Bild: Die Nachtigall von Köln: Ausschnitt eines Coverfotos von Yüksel Oezkasap
In vielen türkischen Familien gibt es „Gurbetçiler“. Menschen, die in der
Fremde leben und ihre Erlebnisse aus der Ferne den Verwandten zu Hause
berichten. Aber es gibt nur einen Gurbetçi in Almanya, der beim Erzählen
auf den Flügeln einer Saz und einer Wah-Wah-Gitarre davonschwebt und in
spacigen Gefilden landet, noch nicht ganz in der Disco, aber auch nicht
mehr im Folk. Dieser Gurbetçi taucht in dem sagenhaften Song [1][„Liebe
Gabi“ vom Duo Derdiyoklar] aus dem Jahr 1981 auf.
Er leidet bitterlich, trotzdem will er nicht mehr zurück in die Türkei,
denn er ist längst verwurzelt in Westdeutschland, was im Fall von
Derdiyoklar damals der Großraum [2][Stuttgart] war. Weil ihm dort die
Anerkennung fehlt, er sich ausgenutzt fühlt und diskriminiert, singt der
Vortragende zweisprachig über erlittenes Unrecht.
Einer deutschen Freundin berichtet er, was alles falsch läuft: „Helmut Kohl
und auch Strauß le le liebe Gabi / Wollen Ausländer raus le le liebe Gabi /
Bizler insan değil miyiz le le liebe Gabi / Severek yaşamak varken le le
liebe Gabi / Şimdi bir de vize cıktı le le liebe gabi / Nice gönülleri
yıktı le le liebe Gabi / Gurbetçiler dertten bıktı le le liebe Gabi /
Gülerek yaşamak varken le le liebe Gabi.“
## Ehrenwerte Menschen
„Sind wir etwa keine ehrenwerten Menschen?“ (Bizler insan değil miyiz) ist
eine rhetorische Frage und sie wird durch das psychedelisch gestotterte „le
le liebe Gabi“ verstärkt. Der nachgeschobene Satz „Jetzt wurde auch ein
Visum ausgestellt“ (Şimdi bir de vize cıktı) wird durch den
charakteristischen Klang von Saz und der Wah-Wah-Gitarre gepolstert. Musik
und Text machen „Liebe Gabi“ von Derdiyoklar zu einer Preziose, für die
eigens das Genre Disco-Folk erfunden worden zu sein scheint.

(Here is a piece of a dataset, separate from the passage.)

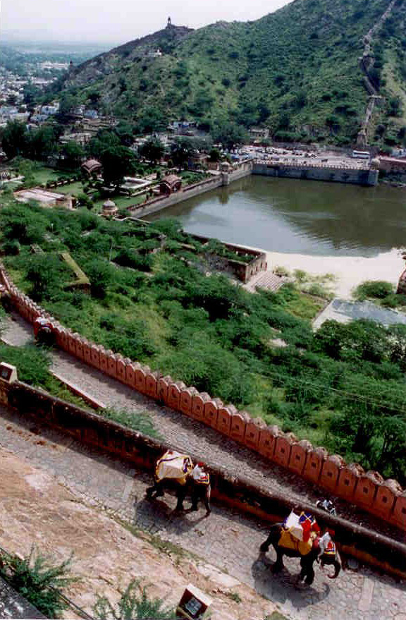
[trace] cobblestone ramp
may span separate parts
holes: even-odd
[[[264,561],[258,553],[267,535],[262,524],[216,506],[207,518],[204,509],[176,515],[171,496],[166,495],[164,502],[145,500],[150,483],[145,473],[27,422],[23,414],[0,408],[0,447],[56,476],[87,505],[177,544],[254,588],[291,620],[406,620],[404,583],[364,568],[344,571],[333,581],[326,578],[327,569],[316,566],[315,581],[309,587],[297,583],[299,563],[289,559],[283,572],[273,575],[274,556],[270,552]]]
[[[21,346],[32,340],[32,330],[18,315],[8,320],[3,334],[5,341]],[[30,326],[28,326],[30,327]],[[51,370],[64,377],[87,394],[102,401],[109,408],[135,413],[147,412],[161,438],[180,451],[191,452],[207,463],[223,467],[228,471],[259,484],[270,492],[283,494],[293,504],[304,500],[315,503],[324,492],[286,469],[271,463],[261,455],[222,435],[217,431],[168,407],[158,405],[96,369],[82,364],[63,351],[51,353]],[[371,515],[346,502],[335,499],[340,516],[406,542],[406,533],[383,524]],[[405,619],[406,620],[406,618]]]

Ursprünglich gab es „Liebe Gabi“ lediglich auf einem Tape-Album des
Kassettenlabels Türküola. Vor einigen Jahren tauchte der Song dann auf
einer leider nur wenig beachteten Platte des Hamburger [3][Pudelclubs] auf.
Nun bildet „Liebe Gabi“ das Herzstück [4][der verdienstvollen Compilation
„Songs of Gastarbeiter Vol. 2“]. Und spätestens jetzt sollte das Lied noch
breitere Hörerkreise erreichen.
An seiner Veröffentlichungsgeschichte sieht man schon, dass es auch 61
Jahre nach Beginn des Anwerbeabkommens von türkischen Arbeiter:Innen in
der BRD Mühe kostet, migrantische Kultur jenseits des türkischen
Hochzeitsmusik-Zirkels und einiger Nerds zu etablieren. Das ändert die
Reihe „Songs of Gastarbeiter“ auf jeden Fall.
[5][Seit ihrem ersten Teil, 2014 veröffentlicht,] ist schon viel passiert,
in einigen deutschen Städten gibt es längst regelmäßig Clubabende, bei
denen migrantische Musik auch für Hörer:Innen jenseits ihrer
unmittelbaren Zielgruppe gespielt wird. Zusammengestellt haben Teil 1 und
die 17 Songs von Teil 2 der Berliner [6][Imran Ayata] und der Münchner
Bülent Kullukcu.
## Aktuelle Botschaften
Und neben dem Hit „Liebe Gabi“ versammeln sie teils noch seltenere und
unbekannte, aber nicht minder eindrucksvolle Songs aus einer fernen Zeit.
Ihre Musik ist entstanden, bevor es Satellitenschüsseln und Handys gab.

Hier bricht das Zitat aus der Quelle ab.